SE3D: A Framework For Saliency Method Evaluation In 3D Imaging
Mariusz Wiśniewski, Loris Giulivi, Giacomo Boracchi
TL;DR
This work tackles the lack of quantitative benchmarks for explaining 3D CNNs in medical and real-world imaging. It introduces SE3D, a framework built on modified 3D datasets (ShapeNet, ScanNet, BraTS) and novel WSOL/WSSS metrics to rigorously evaluate 3D saliency methods, including both 3D-specific approaches and 2D-extended methods. The empirical study finds that although 3D-specific saliency methods like Saliency Tubes and Respond-CAM often outperform 2D extensions, all methods show substantial localization gaps in 3D, with notable weaknesses on medical imaging data; this signals a clear need for new 3D explainability techniques. SE3D lays groundwork for safer deployment of 3D CNNs by providing standardized evaluation and a path for improving 3D explanations and WSOL/WSSS solutions on volumetric data.
Abstract
For more than a decade, deep learning models have been dominating in various 2D imaging tasks. Their application is now extending to 3D imaging, with 3D Convolutional Neural Networks (3D CNNs) being able to process LIDAR, MRI, and CT scans, with significant implications for fields such as autonomous driving and medical imaging.

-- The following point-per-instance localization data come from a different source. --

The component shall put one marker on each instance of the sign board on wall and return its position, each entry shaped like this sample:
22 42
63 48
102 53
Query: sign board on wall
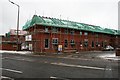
30 46
59 47
28 38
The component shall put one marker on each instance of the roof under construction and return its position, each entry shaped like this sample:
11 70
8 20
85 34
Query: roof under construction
47 21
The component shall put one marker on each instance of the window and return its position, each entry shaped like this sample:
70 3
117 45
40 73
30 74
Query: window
80 43
66 31
46 29
72 32
92 43
102 44
55 41
16 31
46 43
80 33
54 29
72 43
96 35
97 44
65 43
86 43
85 33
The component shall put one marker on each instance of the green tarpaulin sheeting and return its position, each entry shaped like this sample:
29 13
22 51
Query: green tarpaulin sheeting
46 21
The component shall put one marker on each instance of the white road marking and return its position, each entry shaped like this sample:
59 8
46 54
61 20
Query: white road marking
16 71
53 77
79 66
4 77
19 59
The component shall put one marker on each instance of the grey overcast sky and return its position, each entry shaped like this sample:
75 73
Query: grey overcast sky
103 13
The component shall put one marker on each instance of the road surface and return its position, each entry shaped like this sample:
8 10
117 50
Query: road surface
23 66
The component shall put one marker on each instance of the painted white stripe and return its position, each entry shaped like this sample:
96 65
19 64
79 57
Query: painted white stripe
16 71
4 77
79 66
19 59
52 77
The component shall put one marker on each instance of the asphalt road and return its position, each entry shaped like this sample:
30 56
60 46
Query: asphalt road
22 66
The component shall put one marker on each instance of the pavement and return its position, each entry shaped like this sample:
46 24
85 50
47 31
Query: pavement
108 55
55 68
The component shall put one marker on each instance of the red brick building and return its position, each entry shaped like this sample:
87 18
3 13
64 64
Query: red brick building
51 35
9 40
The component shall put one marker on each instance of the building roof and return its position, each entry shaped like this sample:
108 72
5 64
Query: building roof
47 21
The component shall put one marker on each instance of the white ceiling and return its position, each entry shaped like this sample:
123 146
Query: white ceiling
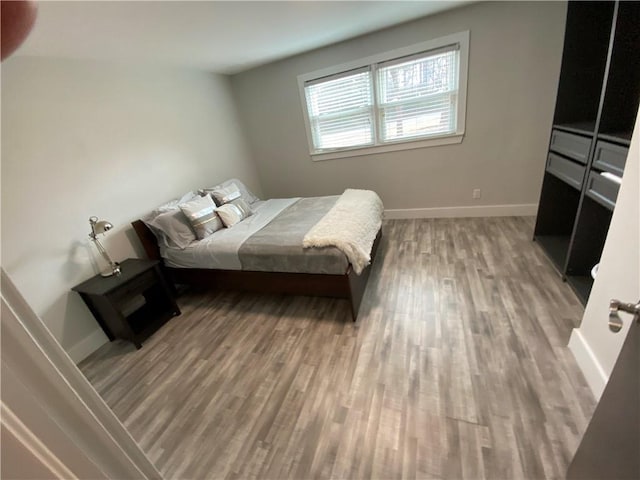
224 37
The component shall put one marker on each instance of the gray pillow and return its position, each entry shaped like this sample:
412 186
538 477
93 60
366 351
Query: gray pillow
172 205
234 212
245 193
201 213
225 194
172 228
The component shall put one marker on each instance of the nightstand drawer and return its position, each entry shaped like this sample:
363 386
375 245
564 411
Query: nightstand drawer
134 287
570 145
610 157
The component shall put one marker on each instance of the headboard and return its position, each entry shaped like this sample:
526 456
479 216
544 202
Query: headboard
148 239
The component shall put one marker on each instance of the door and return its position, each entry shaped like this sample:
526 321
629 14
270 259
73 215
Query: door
610 448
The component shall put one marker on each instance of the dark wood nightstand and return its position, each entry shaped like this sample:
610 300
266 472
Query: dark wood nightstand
131 305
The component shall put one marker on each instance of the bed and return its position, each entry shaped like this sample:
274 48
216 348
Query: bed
272 250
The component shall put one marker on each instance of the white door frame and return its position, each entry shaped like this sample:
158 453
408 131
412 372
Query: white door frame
52 411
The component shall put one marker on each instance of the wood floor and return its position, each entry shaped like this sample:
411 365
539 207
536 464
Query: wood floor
456 368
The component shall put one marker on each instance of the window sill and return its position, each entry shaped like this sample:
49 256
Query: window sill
392 147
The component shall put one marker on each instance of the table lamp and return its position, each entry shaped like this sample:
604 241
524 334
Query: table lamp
99 227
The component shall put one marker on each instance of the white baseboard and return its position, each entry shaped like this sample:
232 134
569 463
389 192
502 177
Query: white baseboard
87 346
521 210
588 363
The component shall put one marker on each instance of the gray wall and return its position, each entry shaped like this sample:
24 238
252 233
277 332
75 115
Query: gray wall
88 138
514 64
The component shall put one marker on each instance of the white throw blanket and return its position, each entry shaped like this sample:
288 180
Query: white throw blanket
351 226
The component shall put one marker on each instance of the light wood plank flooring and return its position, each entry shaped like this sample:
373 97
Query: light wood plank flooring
456 368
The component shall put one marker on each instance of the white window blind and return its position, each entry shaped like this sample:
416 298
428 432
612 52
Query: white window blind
341 110
417 95
411 97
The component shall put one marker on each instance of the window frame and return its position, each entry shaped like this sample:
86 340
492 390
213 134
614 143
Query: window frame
460 38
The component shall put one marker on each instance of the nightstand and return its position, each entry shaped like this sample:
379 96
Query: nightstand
131 305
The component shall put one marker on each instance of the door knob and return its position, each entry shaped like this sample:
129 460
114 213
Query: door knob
615 322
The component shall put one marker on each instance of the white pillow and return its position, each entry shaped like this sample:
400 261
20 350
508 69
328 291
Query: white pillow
234 212
201 213
173 229
223 195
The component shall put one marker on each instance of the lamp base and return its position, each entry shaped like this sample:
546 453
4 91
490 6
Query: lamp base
112 270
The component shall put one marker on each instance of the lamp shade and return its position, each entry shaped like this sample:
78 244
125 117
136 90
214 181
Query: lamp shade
102 226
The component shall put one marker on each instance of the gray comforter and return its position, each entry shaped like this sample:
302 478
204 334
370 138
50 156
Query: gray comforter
277 247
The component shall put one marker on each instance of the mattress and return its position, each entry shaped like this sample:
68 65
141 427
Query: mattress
270 240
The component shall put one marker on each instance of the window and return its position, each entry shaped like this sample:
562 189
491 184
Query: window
407 98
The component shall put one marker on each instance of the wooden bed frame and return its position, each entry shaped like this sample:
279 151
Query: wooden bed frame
349 285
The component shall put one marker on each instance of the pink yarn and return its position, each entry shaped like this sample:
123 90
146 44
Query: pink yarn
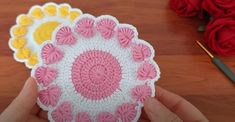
126 112
45 75
96 74
85 27
63 113
82 117
146 71
51 54
65 36
140 52
106 117
141 92
106 27
125 36
49 96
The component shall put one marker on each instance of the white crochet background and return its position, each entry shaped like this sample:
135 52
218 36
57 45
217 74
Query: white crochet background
128 67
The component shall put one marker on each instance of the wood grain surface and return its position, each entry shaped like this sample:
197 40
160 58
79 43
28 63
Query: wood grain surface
185 68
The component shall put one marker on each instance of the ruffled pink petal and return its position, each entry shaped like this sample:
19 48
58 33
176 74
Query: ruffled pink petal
65 36
49 96
106 117
140 52
106 28
51 54
85 27
125 35
45 75
146 71
63 113
83 117
126 112
141 92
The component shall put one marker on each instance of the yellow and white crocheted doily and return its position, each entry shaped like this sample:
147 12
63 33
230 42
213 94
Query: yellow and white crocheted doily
36 27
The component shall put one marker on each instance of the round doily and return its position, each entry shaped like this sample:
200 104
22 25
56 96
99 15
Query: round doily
95 69
35 27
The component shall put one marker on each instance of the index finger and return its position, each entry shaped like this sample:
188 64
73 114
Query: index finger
181 107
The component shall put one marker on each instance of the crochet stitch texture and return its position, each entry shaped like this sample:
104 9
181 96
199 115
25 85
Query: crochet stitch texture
95 69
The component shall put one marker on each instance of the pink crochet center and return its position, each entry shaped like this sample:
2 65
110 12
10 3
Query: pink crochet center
96 74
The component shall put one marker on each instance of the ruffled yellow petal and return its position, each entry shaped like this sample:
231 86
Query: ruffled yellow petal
19 31
33 59
25 20
74 15
23 53
50 10
44 31
37 13
18 43
64 11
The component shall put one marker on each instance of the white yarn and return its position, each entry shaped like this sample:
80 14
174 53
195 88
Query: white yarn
123 55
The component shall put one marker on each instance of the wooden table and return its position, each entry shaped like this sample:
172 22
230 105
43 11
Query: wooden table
186 70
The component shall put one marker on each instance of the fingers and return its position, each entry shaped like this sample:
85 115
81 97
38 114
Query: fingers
21 106
157 112
182 108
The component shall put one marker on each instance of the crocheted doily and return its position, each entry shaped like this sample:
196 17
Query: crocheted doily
95 69
35 27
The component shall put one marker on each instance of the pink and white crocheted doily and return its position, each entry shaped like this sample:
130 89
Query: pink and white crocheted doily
95 69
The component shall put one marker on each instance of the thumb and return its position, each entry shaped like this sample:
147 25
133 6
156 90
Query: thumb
21 106
157 112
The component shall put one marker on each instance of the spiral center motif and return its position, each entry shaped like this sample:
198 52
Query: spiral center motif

In these critical settings, explaining the model's decisions is fundamental. Despite recent advances in Explainable Artificial Intelligence, however, little effort has been devoted to explaining 3D CNNs, and many works explain these models via inadequate extensions of 2D saliency methods. A fundamental limitation to the development of 3D saliency methods is the lack of a benchmark to quantitatively assess these on 3D data. To address this issue, we propose SE3D: a framework for Saliency method Evaluation in 3D imaging. We propose modifications to ShapeNet, ScanNet, and BraTS datasets, and evaluation metrics to assess saliency methods for 3D CNNs. We evaluate both state-of-the-art saliency methods designed for 3D data and extensions of popular 2D saliency methods to 3D. Our experiments show that 3D saliency methods do not provide explanations of sufficient quality, and that there is margin for future improvements and safer applications of 3D CNNs in critical fields.